24. RELATED PARTY TRANSACTIONS

Transactions between the Company and its subsidiaries, which are related parties of the Company, have been eliminated on consolidation and are not disclosed in this note. Total compensation in respect of key management, who are defined as the Board of Directors and certain members of senior management, is considered to be a related party transaction.

 

The total compensation in respect of key management for the year was as follows:

 

 

52 weeks to
30 March
2019
£m

Year to
31 March
2018
£m

Salaries, short-term benefits and social security costs

12.4

14.4

Termination benefits

2.9

-

Share‑based compensation (all awards and options settled in shares)

3.2

5.9

Total

18.5

20.3

 

There were no other material related party transactions in the period.

 

 

25. CONTINGENT LIABILITIES

The Group is subject to claims against it and to tax audits in a number of jurisdictions which arise in the ordinary course of business.
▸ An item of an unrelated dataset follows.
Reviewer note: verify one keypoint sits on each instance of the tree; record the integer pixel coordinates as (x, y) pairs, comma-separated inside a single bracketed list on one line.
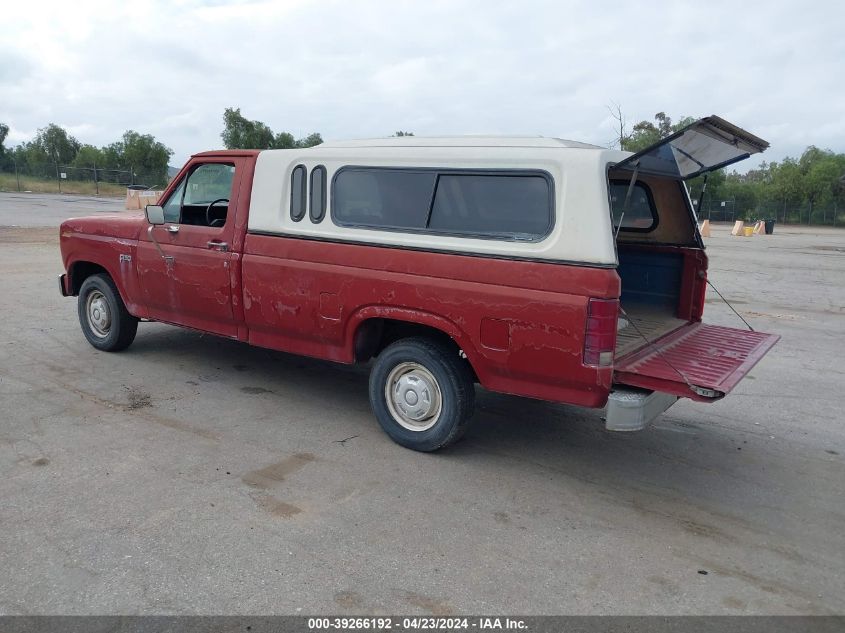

These typically relate to Value Added Taxes, sales taxes, customs duties, corporate taxes, transfer pricing, payroll taxes, various contractual claims, legal proceedings and other matters. Where appropriate, the estimated cost of known obligations have been provided in these financial statements in accordance with the Group's accounting policies but these matters are inherently difficult to quantify. While changes to the amounts that may be payable could be material to the results or cash flows of the Group in the period in which they are recognised, the Group does not currently expect the outcome of these contingent liabilities to have a material effect on the Group's financial condition.